ERIC Number: ED294762
Record Type: RIE
Publication Date: 1988-Jun
Reference Count: N/A
Educating Scientists and Engineers: Grade School to Grad School.
Congress of the U.S., Washington, DC. Office of Technology Assessment.
Institutions of higher education in the United States appear to many to have the capacity to provide enough scientists and engineers to meet the nation's needs. However, many researchers, employers and policymakers are concerned that the future supply will be inadequate. In the early 1990s the United States will experience a decline in the number of college-age students. Fewer students seem to be interested in science and engieering careers. Women's interest in these careers appears to have plateaued and non-Asian minorities, traditionally poorly represented in science and technology careers, are forming an increasing proportion of American school children. The Office of Technology Assessment concludes that these shortages are not inevitable. This assessment: (1) examines the forces associated with elementary and secondary education that shape the talent pool; (2) traces pathways to undergraduate and graduate education in science and engineering; and (3) presents a discussion of policy areas for possible congressional action, developed under two strategies labeled "retention" and "recruitment." (CW)
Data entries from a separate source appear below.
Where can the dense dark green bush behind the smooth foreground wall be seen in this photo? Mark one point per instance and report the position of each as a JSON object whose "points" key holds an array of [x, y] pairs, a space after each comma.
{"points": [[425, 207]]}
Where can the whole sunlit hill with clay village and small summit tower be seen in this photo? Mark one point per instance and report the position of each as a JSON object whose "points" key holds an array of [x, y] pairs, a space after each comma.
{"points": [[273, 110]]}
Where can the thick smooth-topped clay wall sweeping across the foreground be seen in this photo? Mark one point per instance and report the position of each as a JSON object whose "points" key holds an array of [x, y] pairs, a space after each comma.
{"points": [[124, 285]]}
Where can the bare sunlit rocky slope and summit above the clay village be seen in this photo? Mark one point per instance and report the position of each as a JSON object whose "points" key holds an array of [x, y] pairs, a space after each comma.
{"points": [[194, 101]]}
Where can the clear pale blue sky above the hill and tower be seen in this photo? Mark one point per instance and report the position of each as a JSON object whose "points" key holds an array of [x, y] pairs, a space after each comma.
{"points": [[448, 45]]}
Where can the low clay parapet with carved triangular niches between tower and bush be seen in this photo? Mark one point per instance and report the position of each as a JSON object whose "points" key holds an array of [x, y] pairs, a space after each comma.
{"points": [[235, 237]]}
Descriptors: College Science, Educational Assessment, Elementary School Science, Elementary Secondary Education, Engineering Education, Females, Government Role, Higher Education, Minority Groups, Policy, Science Education, Secondary School Science
Superintendent of Documents, U.S. Government Printing Office, Washington, DC 20402-9325 ($6.00, stock no. 052-003-01110-7).
Publication Type: Reports - Descriptive
Education Level: N/A
Authoring Institution: Congress of the U.S., Washington, DC. Office of Technology Assessment.